Doubt centres on Sister Aloysius (Meryl Streep), principal of a Catholic school in the Bronx who becomes suspicious of the relationship between Father Flynn (Philip Seymour Hoffman) and Donald Miller (Joseph Foster), a young African-American student. The film is set in 1965, in a Catholic school in the Bronx.
Doubt is based on a play of the same name by writer/director John Patrick Shanley. The film questions the hierarchy of the church, this is particularly interesting when examined in the wake of the child abuse investigations in Ireland in recent years. Sister Aloysius does not turn a blind eye to her suspicions as many did, but rather followed a line of enquiry to ensure the safety of a child in her care.
Meryl Streep as Sister Aloysius begins the film as the perfect villain. As Sister James (Amy Adams) tells her “all the children are uniformly terrified of you” and for the first half of the film Sister Aloysius shows no redeeming qualities. She is austere and unforgiving. Once Sister James tells Sister Aloysius of her suspicions regarding the relationship between Donald Miller and Father Flynn, however, Aloysius’ façade begins to crumble and we catch glimpses of the person underneath and begin to understand the basis for her concern for the child in question. Meryl Streep conveys both the austere exterior and the more humane qualities of her character with ease, but perhaps her greatest skill in this film lies with her delivery of sarcastic one liners, mostly directed at Hoffman, which bring some much needed humour to the film.

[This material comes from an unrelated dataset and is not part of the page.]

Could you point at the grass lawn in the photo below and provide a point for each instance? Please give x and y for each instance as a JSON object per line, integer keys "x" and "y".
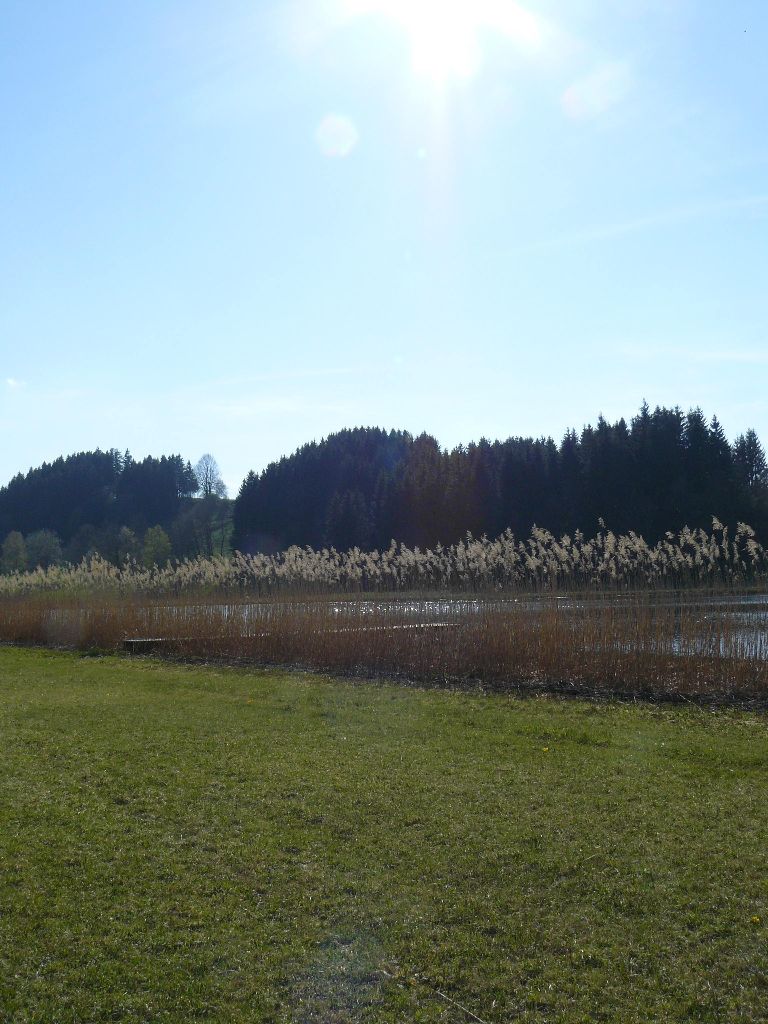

Although Streep is the main focus of the film, her character would have not had the range or emotional reach without Philip Seymour Hoffman and Amy Adams’ characters, who Aloysius accuses and shares her suspicions with, respectively. Hoffman allows sympathy to shift for and against him without ever challenging it, allowing the audience to make their own assumptions about his characters. Adams justifies her Oscar nomination with an understated role. She allows Aloysius to dominate her, but speaks her mind when she feels it is justified. An interesting thought regarding the film is Adams’ absence from the final confrontations, how different would the film have been, I wonder, if her character had been present?
In the end, Doubt becomes less about the issue at hand, but the interaction between the wonderfully realised characters in a film that raises more questions than it answers.